To do this, scientists train neural networks using vast databases of existing DTI data. This method results in a list of drugs or drug combinations that have the highest potential to bind to and inhibit the actions of virus proteins.
In March 2020, a team of researchers from Tsinghua University, the Jiangsu Provincial Center for Disease Control and the Shanghai Institute of Materia Medica announced they had found a promising vaccine candidate for COVID-19.
Their methodology involved a neural network trained on “knowledge graphs” that had previously been successful in finding Baricitinib, one of the earliest examples of a potential treatment candidate for COVID-19.
Scientists build these knowledge graphs using natural language processing and machine learning. The algorithm combs vast medical archives to find connections between, for example, proteins and drugs — or other associations that are meaningful to the medical community.
5. Estimating Real-Time Spread and Forecasting Future Spread
The last example of scientists leveraging big data to flatten the coronavirus curve is potentially the most controversial.
For anybody reading between the headlines, it’s clear the mechanisms under development or already being used to study the pandemic may outlive the crisis and become part of a worldwide surveillance apparatus. The United States’ $2 trillion Coronavirus Relief Bill involves spending $500 million to implement a “public health surveillance and data collection system.”
Jake Laperruque, representing the D.C.-based nonprofit Project on Government Oversight, said he “could definitely see it being used to build out infrastructure for things like location tracking, cell phone tracking tools [or] social media monitoring tools.”
Governments have traditionally worked with health systems to monitor the number of cases as well as the location and timing of infections. Unfortunately, this is a fantastically expensive and labor-intensive process. Using social media to expand our collection of knowledge in real-time is a crucial development in a situation as fast-moving as the COVID-19 pandemic.

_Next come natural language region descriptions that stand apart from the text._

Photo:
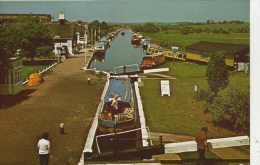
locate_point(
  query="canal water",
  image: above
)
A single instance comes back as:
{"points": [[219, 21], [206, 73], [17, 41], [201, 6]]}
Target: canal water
{"points": [[121, 53]]}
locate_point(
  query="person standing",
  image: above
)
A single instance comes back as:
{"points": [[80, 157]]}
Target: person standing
{"points": [[202, 145], [114, 106], [44, 149]]}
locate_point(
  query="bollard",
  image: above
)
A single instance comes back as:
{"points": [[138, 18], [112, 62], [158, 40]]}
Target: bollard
{"points": [[61, 128], [160, 137]]}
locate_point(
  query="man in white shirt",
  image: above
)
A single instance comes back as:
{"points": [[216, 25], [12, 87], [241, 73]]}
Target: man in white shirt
{"points": [[44, 149]]}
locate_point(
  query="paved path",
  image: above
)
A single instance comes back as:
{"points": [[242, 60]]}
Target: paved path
{"points": [[63, 97]]}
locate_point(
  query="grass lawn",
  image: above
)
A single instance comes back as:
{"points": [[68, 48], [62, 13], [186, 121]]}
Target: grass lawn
{"points": [[181, 113], [175, 38]]}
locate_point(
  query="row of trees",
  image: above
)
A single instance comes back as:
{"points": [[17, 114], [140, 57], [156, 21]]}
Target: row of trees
{"points": [[29, 35], [225, 22], [148, 28], [103, 26], [230, 107]]}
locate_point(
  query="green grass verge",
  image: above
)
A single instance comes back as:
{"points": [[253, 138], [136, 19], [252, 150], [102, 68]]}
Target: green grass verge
{"points": [[181, 113], [175, 38]]}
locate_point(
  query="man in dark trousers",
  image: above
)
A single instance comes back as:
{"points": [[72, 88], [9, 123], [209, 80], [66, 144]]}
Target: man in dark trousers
{"points": [[202, 145]]}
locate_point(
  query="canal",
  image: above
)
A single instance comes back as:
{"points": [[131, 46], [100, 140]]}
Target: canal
{"points": [[121, 53]]}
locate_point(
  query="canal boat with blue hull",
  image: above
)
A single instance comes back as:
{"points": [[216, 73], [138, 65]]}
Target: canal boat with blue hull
{"points": [[125, 116]]}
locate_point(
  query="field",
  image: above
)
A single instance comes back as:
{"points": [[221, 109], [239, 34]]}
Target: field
{"points": [[173, 36], [180, 113]]}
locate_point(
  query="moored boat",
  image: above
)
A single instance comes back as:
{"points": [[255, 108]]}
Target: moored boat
{"points": [[135, 40], [119, 88], [154, 49], [151, 61]]}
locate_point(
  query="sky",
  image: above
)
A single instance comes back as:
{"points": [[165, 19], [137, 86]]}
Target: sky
{"points": [[132, 11]]}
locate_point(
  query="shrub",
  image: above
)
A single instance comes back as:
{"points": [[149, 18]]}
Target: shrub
{"points": [[230, 109]]}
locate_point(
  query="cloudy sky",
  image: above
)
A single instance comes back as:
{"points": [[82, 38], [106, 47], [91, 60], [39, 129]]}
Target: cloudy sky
{"points": [[135, 10]]}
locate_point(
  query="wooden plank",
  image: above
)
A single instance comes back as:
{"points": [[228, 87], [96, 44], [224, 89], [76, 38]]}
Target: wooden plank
{"points": [[144, 132], [156, 70], [213, 143]]}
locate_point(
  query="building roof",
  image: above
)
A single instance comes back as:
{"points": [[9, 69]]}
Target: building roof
{"points": [[213, 46]]}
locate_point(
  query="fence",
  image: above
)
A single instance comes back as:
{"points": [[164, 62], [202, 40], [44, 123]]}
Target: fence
{"points": [[44, 70]]}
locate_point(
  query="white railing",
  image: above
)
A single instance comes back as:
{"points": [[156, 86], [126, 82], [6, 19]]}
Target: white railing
{"points": [[43, 70]]}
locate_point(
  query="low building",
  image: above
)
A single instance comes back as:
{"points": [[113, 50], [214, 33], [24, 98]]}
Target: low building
{"points": [[11, 18], [11, 76], [235, 54], [67, 36]]}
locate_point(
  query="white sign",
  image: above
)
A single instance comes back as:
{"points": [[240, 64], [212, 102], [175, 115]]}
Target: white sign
{"points": [[165, 87]]}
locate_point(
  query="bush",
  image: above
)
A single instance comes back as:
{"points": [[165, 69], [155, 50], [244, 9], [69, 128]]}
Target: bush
{"points": [[206, 95], [230, 109]]}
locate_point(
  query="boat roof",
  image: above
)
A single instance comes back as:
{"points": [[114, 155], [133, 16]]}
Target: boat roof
{"points": [[120, 86]]}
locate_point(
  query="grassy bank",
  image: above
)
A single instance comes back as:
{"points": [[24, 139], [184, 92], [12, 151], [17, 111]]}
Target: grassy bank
{"points": [[174, 37], [181, 113], [27, 70]]}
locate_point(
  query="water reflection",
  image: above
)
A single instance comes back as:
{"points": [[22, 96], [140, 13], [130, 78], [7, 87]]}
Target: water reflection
{"points": [[121, 53]]}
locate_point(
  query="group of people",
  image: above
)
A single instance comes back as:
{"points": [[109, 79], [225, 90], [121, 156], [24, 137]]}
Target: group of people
{"points": [[45, 152]]}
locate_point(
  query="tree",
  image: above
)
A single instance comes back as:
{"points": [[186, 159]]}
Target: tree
{"points": [[94, 25], [231, 109], [10, 37], [217, 72], [36, 39]]}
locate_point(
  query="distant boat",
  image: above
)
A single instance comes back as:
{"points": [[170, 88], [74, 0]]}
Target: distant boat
{"points": [[125, 119], [135, 39]]}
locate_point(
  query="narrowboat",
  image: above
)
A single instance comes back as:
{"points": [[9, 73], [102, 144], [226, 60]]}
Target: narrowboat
{"points": [[125, 116], [168, 54], [135, 39], [151, 61], [154, 49], [180, 56], [145, 43]]}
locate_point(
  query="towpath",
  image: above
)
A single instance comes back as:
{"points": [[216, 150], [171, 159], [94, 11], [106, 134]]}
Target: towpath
{"points": [[64, 97]]}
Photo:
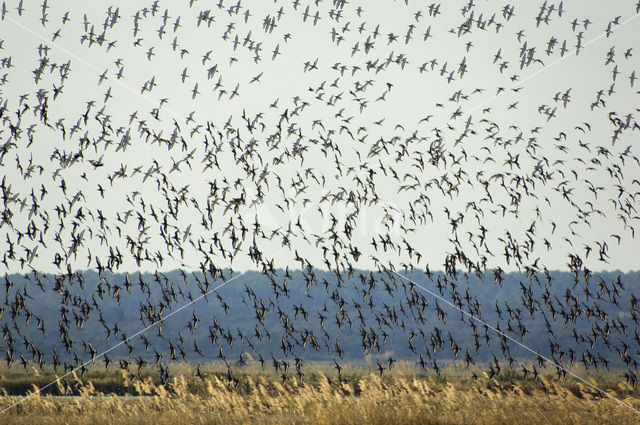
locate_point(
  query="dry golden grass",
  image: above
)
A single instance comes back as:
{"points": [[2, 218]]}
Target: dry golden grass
{"points": [[367, 399]]}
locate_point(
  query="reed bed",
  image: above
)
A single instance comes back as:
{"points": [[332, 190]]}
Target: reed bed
{"points": [[322, 399]]}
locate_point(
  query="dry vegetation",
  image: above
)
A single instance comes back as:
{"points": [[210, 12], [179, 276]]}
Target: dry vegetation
{"points": [[403, 398]]}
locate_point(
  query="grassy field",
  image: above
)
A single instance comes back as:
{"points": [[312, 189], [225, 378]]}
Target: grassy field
{"points": [[403, 397]]}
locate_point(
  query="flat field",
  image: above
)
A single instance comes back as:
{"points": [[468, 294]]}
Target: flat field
{"points": [[361, 397]]}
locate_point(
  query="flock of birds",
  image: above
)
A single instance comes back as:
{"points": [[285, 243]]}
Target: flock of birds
{"points": [[117, 180]]}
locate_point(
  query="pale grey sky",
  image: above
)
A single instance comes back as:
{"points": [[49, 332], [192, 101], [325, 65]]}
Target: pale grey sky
{"points": [[379, 102]]}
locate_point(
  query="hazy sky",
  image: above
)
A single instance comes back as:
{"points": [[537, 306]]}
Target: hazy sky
{"points": [[152, 68]]}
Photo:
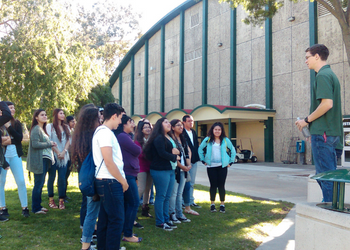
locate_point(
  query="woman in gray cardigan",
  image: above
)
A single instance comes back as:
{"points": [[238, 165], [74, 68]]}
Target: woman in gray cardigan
{"points": [[40, 157]]}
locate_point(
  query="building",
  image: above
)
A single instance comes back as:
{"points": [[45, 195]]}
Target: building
{"points": [[203, 60]]}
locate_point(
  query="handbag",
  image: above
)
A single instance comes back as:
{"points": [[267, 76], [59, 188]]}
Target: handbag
{"points": [[87, 176]]}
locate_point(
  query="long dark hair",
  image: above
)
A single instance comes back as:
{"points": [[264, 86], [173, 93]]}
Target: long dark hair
{"points": [[124, 121], [182, 137], [211, 133], [157, 130], [139, 134], [55, 124], [87, 122], [35, 122], [13, 120]]}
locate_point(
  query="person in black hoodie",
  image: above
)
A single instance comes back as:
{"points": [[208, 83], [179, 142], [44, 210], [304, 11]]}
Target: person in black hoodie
{"points": [[161, 150], [13, 156], [5, 116], [192, 141]]}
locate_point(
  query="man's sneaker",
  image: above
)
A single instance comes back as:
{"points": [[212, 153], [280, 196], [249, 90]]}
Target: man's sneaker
{"points": [[164, 227], [195, 205], [25, 212], [3, 218], [222, 209], [183, 219], [4, 212], [40, 212], [171, 225], [138, 225], [174, 219]]}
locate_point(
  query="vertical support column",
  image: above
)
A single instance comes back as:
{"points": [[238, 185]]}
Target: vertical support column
{"points": [[182, 60], [268, 140], [132, 84], [120, 88], [146, 79], [162, 67], [233, 58], [268, 63], [205, 53], [313, 35]]}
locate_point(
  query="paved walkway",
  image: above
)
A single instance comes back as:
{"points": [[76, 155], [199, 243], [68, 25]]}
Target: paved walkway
{"points": [[287, 182]]}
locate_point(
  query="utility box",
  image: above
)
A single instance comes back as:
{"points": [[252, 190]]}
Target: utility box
{"points": [[300, 148]]}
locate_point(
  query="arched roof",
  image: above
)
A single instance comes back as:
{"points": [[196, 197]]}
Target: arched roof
{"points": [[154, 29]]}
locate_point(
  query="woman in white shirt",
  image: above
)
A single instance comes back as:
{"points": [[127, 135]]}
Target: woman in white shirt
{"points": [[58, 132], [217, 153]]}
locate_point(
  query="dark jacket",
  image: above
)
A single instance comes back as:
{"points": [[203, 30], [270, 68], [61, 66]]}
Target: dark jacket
{"points": [[130, 152], [17, 134], [161, 151], [194, 148]]}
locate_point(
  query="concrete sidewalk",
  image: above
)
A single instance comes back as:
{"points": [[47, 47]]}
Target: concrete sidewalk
{"points": [[274, 181]]}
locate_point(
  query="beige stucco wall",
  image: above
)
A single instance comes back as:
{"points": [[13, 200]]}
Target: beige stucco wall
{"points": [[255, 131], [291, 77]]}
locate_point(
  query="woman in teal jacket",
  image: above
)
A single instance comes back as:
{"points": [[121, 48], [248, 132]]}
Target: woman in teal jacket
{"points": [[217, 153]]}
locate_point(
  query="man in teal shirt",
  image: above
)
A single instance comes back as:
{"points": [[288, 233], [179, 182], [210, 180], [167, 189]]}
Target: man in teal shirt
{"points": [[325, 119]]}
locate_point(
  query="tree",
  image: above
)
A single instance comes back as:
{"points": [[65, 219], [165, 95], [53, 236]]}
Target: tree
{"points": [[41, 64], [257, 13], [109, 29]]}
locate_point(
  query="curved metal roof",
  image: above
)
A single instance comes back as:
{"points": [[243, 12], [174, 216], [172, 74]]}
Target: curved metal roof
{"points": [[155, 28]]}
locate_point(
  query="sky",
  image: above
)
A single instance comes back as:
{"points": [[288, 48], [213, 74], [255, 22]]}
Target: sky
{"points": [[152, 10]]}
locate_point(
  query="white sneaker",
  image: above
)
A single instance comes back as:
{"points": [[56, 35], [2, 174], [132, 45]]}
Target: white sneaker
{"points": [[174, 219]]}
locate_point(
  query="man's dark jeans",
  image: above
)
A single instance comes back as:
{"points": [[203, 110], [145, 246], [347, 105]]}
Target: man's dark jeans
{"points": [[111, 217], [325, 160]]}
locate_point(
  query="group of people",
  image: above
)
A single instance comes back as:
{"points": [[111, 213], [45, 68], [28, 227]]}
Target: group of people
{"points": [[47, 153], [129, 159]]}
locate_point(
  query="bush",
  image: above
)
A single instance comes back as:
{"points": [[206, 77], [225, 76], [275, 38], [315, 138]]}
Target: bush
{"points": [[25, 145]]}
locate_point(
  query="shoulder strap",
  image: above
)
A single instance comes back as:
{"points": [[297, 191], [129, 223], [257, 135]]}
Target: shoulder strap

This point is where social media enters the picture. Multiple research papers have already demonstrated how useful machine learning can be for digesting real-time social media posts and status updates. This technology can also estimate how quickly — and where — a communicable disease might spread next.
Users of Facebook, Twitter and other websites may use language that gives insights into their current or future health. Machine learning equipped with natural language processing can study massive numbers of public messages remarkably quickly. The software can then help researchers come to conclusions about disease spread and ultimately enable public officials to make responsible decisions in-the-moment.
COVID-19 and Big Data — And the Future of Pandemic Response
Each of these big data techniques likely has a role to play in flattening the infection curve and helping us mount a practical, effective and humanistic response to the pandemic.
In the right hands, these tools will ensure the world is better prepared should a similar crisis arise in the future.